CodeNewbie

Description

In this episode, join us as we adventure into the safari that is radix trees, where parent nodes eat their offspring nodes as they chomp them down and compress. Don't worry, with all of this new added space in the trie(b), they'll more efficiently keep their children's memory alive.

Show Notes

This episode of the Basecs podcast is based on Vaidehi's blog post, Compressing Radix Trees Without (Too Many) Tears from her basecs blog series.

Transcript

[00:00:02] SY: (Music) Welcome to the Base.cs Podcast where we explore the basics of computer science concepts. I’m your host Saron, Founder of CodeNewbie.

[00:00:09] VJ: And I’m Vaidehi Joshi, Author and Developer.

[00:00:12] SY: And she is the brilliant mind behind the Base.cs Blog Series. Today we’re talking about.
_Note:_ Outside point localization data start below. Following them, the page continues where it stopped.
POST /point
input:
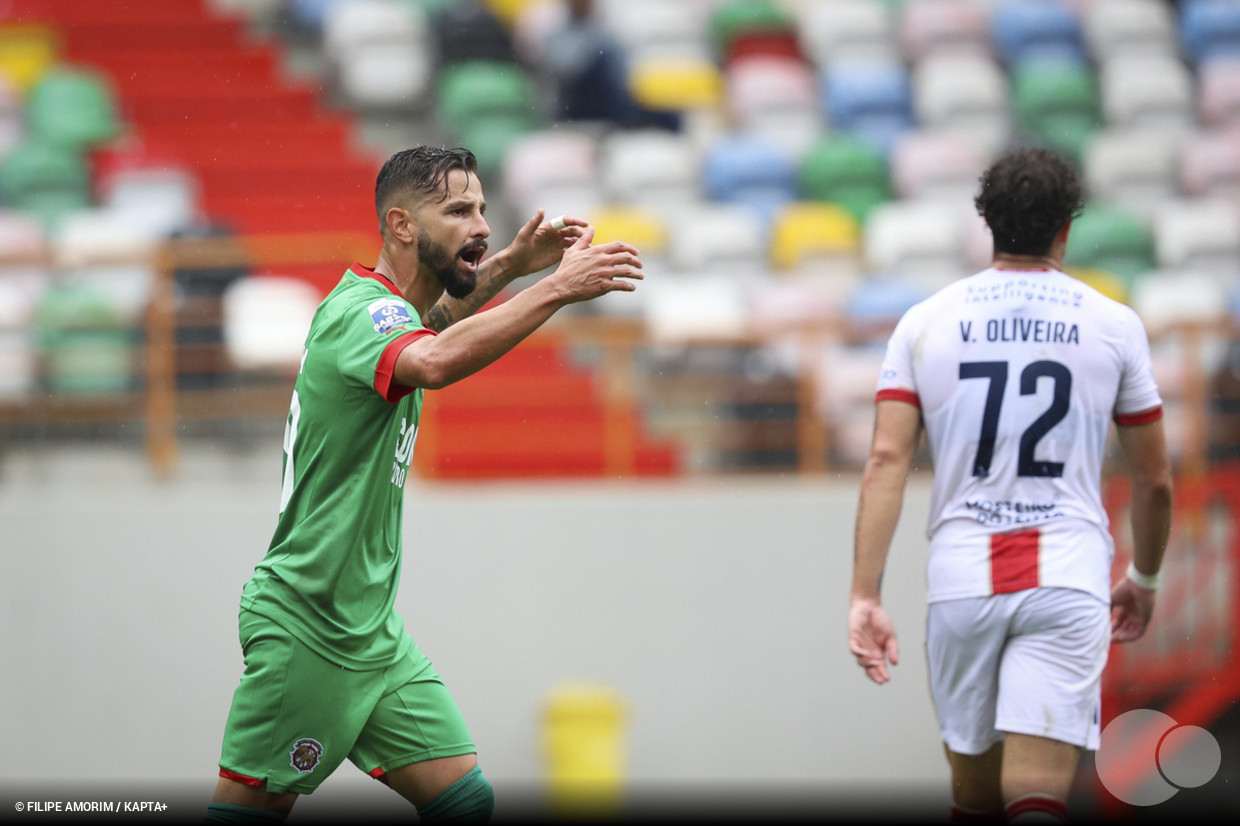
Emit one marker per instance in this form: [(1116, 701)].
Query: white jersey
[(1018, 375)]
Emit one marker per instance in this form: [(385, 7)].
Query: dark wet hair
[(422, 169), (1026, 197)]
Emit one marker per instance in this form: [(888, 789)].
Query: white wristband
[(1145, 581)]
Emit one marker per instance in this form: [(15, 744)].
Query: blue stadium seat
[(750, 171), (1037, 29), (1209, 29), (871, 99)]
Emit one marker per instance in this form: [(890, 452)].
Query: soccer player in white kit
[(1016, 375)]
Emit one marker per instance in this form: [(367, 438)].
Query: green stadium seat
[(848, 171), (86, 345), (486, 106), (1057, 104), (771, 27), (45, 181), (1112, 239), (73, 108)]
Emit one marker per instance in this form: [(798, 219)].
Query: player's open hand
[(1131, 609), (588, 272), (872, 639), (541, 243)]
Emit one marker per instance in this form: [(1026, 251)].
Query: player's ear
[(399, 225)]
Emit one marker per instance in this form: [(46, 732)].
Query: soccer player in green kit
[(330, 670)]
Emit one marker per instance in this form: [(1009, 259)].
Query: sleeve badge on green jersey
[(388, 314)]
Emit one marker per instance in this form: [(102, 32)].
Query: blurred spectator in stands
[(466, 30), (1224, 407), (589, 71)]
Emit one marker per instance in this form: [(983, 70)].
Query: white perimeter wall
[(717, 608)]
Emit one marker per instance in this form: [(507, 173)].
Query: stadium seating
[(739, 27), (45, 181), (650, 168), (1116, 27), (815, 237), (75, 108), (1210, 164), (831, 118), (775, 98), (676, 82), (1026, 30), (935, 165), (1218, 94), (553, 169), (936, 27), (696, 306), (921, 241), (1147, 92), (265, 319), (13, 115), (749, 171), (718, 238), (847, 30), (848, 171), (465, 31), (1131, 166), (869, 99), (1055, 104), (486, 106), (1209, 29), (966, 94), (1198, 236), (86, 346), (655, 27), (381, 53), (1114, 239), (27, 51)]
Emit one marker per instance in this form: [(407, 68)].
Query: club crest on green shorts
[(305, 754)]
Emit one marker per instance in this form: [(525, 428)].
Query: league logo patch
[(388, 313), (305, 754)]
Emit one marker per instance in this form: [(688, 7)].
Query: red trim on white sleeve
[(385, 371), (1145, 417), (897, 395)]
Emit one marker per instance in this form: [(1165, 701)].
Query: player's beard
[(447, 267)]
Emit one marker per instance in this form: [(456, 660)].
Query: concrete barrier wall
[(716, 608)]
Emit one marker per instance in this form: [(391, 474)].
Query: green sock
[(469, 800), (231, 814)]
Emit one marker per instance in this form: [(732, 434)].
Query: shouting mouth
[(473, 257)]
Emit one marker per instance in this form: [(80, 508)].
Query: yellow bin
[(584, 741)]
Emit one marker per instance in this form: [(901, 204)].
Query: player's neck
[(1007, 261), (402, 269)]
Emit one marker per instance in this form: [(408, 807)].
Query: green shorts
[(296, 716)]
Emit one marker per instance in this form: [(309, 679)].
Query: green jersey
[(330, 574)]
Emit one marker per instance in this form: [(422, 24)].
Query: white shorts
[(1028, 662)]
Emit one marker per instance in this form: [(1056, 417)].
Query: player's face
[(451, 233)]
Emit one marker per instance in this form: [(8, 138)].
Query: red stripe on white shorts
[(1014, 561)]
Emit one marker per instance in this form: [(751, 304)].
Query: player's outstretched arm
[(871, 633), (537, 246), (474, 342), (1145, 454)]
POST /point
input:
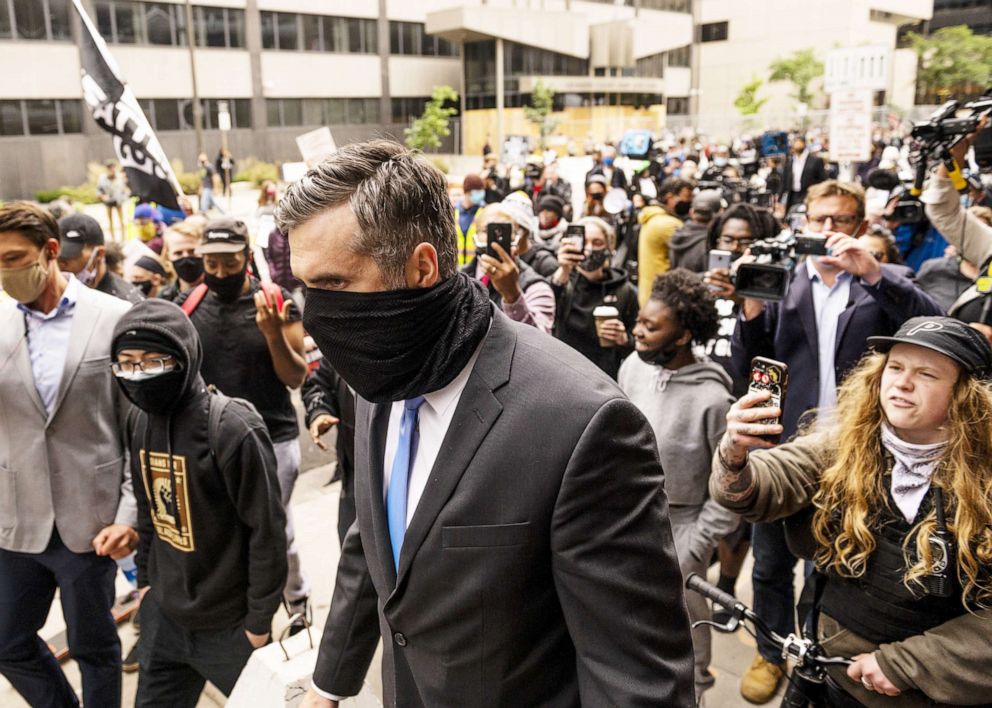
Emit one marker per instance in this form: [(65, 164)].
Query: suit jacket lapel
[(476, 412)]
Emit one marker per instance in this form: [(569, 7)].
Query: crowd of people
[(538, 436)]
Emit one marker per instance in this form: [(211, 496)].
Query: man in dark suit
[(504, 561), (820, 330), (802, 171)]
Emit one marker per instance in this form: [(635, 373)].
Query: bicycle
[(809, 684)]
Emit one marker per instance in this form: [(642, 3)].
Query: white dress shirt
[(828, 304), (48, 342), (434, 419)]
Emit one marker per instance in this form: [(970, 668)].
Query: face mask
[(154, 393), (87, 276), (25, 284), (228, 288), (595, 260), (189, 268), (399, 344)]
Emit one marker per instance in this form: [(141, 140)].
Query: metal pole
[(197, 108)]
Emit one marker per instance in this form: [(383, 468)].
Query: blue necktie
[(399, 478)]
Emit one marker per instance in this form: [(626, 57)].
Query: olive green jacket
[(951, 664)]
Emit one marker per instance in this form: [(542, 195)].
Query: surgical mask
[(596, 259), (87, 276), (188, 268), (25, 284)]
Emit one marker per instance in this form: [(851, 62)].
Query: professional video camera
[(767, 278)]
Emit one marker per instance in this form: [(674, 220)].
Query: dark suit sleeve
[(900, 298), (615, 570), (351, 632), (753, 338)]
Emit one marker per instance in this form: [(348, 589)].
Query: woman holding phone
[(900, 489)]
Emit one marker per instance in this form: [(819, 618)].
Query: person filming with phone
[(819, 331), (900, 496)]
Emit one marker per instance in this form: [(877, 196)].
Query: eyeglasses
[(160, 365), (837, 219)]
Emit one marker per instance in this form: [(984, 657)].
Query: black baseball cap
[(944, 335), (76, 231), (223, 235)]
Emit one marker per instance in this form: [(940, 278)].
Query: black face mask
[(399, 344), (188, 268), (159, 394), (595, 260), (228, 288)]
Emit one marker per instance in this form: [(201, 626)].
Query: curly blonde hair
[(852, 491)]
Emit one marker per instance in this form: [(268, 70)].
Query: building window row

[00:00:17] VJ: Radix Trees.

[00:00:19] SY: This season of the Base.cs Podcast is brought to you by Square. If you’re designing a website or building a mobile app, you’re probably going to want to take payments at some point. Square APIs allow you to easily implement their payment form on your website. And with their In-App Payments SDK, you can add it to your mobile app too. You don’t have to worry about dealing with PCI compliance because they’ll take care of that for you. Don’t let anything come between you and your money. Start building with Square over at squareup.com/go/codenewbie.

[00:00:53] SY: Okay. So radix trees are related to tries. Is that right?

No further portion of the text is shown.